Generic-AI companies have established an extraordinary impact on how people seek and access information. Chatbots are confident in answering any question, promise to generate images and videos very quickly, replacing traditional search engines and human experts as sources of knowledge. But their input (the data that determines how chatbots react to users) is a secret that is closely guarded by powerful companies fighting each other hard for AI domination.
The question of how AI models are trained is very important. This is because AI companies trained machines with copyright-rich works without the consent of writers, musicians, podkesters, filmmakers and others. (Many high-tech companies have been sued for doing this, and the legality of practice remains an open question.) Works responsible for AI actions may also contain misinformation, conspiracy theories, and material that some people challenge.
Atlantic OceanWhen creating an AI Watchdog, the goal is to open a machine learning black box. Understanding the future of technology and the wild imagination, hubrism and dramatic changes that accompany any technological revolution was immersed in it. Atlantic Ocean Author for generations. Vannevar Bush invented hyperlinks on our page. And we were trying to train machines to write like humans long before ChatGpt existed. Recently, we have published a groundbreaking study of Books3, a dataset of nearly 200,000 copyrighted books used to train large-scale language models. Since then, we have featured a much larger collection of pirated books, showing that writing from films and television shows is also being used by AI companies without the consent of the writers.

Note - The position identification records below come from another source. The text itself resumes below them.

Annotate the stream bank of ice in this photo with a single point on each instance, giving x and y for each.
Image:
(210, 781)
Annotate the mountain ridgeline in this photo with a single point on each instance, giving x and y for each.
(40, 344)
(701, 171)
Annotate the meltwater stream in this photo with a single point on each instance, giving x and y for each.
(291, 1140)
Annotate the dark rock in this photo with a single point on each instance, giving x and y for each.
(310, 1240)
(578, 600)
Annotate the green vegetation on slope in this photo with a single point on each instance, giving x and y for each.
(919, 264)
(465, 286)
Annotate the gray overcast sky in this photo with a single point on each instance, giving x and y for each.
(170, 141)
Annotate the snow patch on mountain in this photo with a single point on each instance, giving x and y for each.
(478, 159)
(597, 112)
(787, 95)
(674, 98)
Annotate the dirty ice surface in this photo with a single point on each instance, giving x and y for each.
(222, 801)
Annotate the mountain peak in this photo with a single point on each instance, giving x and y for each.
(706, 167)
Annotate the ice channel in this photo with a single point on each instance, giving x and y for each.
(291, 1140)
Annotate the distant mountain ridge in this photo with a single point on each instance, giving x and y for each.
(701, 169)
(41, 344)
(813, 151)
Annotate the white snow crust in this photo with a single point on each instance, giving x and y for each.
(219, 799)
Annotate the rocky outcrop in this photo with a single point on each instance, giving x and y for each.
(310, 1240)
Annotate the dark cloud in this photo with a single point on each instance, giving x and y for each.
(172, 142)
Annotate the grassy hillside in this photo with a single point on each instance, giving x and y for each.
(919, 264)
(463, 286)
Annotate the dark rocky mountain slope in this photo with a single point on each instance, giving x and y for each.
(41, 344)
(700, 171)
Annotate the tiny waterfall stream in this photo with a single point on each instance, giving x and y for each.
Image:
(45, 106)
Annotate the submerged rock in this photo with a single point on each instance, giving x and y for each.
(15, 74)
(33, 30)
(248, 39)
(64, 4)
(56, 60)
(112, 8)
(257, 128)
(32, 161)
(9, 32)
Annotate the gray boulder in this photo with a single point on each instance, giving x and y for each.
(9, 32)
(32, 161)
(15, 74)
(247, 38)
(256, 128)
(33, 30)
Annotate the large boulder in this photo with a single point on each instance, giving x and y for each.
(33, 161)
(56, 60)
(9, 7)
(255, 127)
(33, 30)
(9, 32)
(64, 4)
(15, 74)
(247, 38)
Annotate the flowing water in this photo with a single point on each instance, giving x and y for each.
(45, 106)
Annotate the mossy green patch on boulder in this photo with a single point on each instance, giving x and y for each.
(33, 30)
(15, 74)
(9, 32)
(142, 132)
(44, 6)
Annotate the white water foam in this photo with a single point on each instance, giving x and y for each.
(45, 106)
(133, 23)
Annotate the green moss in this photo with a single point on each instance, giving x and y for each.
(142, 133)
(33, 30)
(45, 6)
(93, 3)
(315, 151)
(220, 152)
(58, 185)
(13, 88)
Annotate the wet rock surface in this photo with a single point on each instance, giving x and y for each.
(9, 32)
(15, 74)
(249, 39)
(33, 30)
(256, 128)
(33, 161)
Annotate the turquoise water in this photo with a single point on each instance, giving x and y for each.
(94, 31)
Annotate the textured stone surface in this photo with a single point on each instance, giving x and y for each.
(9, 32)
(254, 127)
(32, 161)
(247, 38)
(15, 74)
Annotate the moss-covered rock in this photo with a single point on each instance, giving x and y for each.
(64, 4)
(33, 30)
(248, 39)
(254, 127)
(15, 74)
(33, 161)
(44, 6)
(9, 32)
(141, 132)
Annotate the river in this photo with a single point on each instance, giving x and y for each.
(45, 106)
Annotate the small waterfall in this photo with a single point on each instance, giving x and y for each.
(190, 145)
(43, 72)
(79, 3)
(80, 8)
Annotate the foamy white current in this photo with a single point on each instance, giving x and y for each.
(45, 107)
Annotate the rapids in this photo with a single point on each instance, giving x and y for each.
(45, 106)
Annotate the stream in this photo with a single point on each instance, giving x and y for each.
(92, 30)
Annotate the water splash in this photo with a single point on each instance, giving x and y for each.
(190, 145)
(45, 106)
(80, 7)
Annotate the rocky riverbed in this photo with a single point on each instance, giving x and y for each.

AI Watchdog expands these efforts with a search tool that allows you to see the materials contained in various datasets, and see which tech companies use that material to train AI products. At the time of its release, it includes over 7.5 million books, 81 million research articles, 15 million YouTube videos, and writing from tens of thousands of movies and TV shows. Add more datasets while reviewing the dataset. Most of the datasets in our collection were created by AI companies or research institutes and published on the AI Development Forum.
If my work is displayed in the search tool, was it definitely used to train AI?
Perhaps so, but how does work on a dataset look like do not have Conclusive evidence that a particular company actually used the work. It is likely that any company has decided to exclude work when training the model.
How do AI companies get content without paying?
AI companies sometimes pay for content licenses for training, but they also use many techniques to avoid paying.
- Books are usually obtained via pirated libraries or BitTorrent on the web.
- Other media can be downloaded by removing the web widely or downloading existing web scuffs such as Common Crawl.
- Search indexes such as Bing, Brave, Google and more to create full-text articles that AI companies can use.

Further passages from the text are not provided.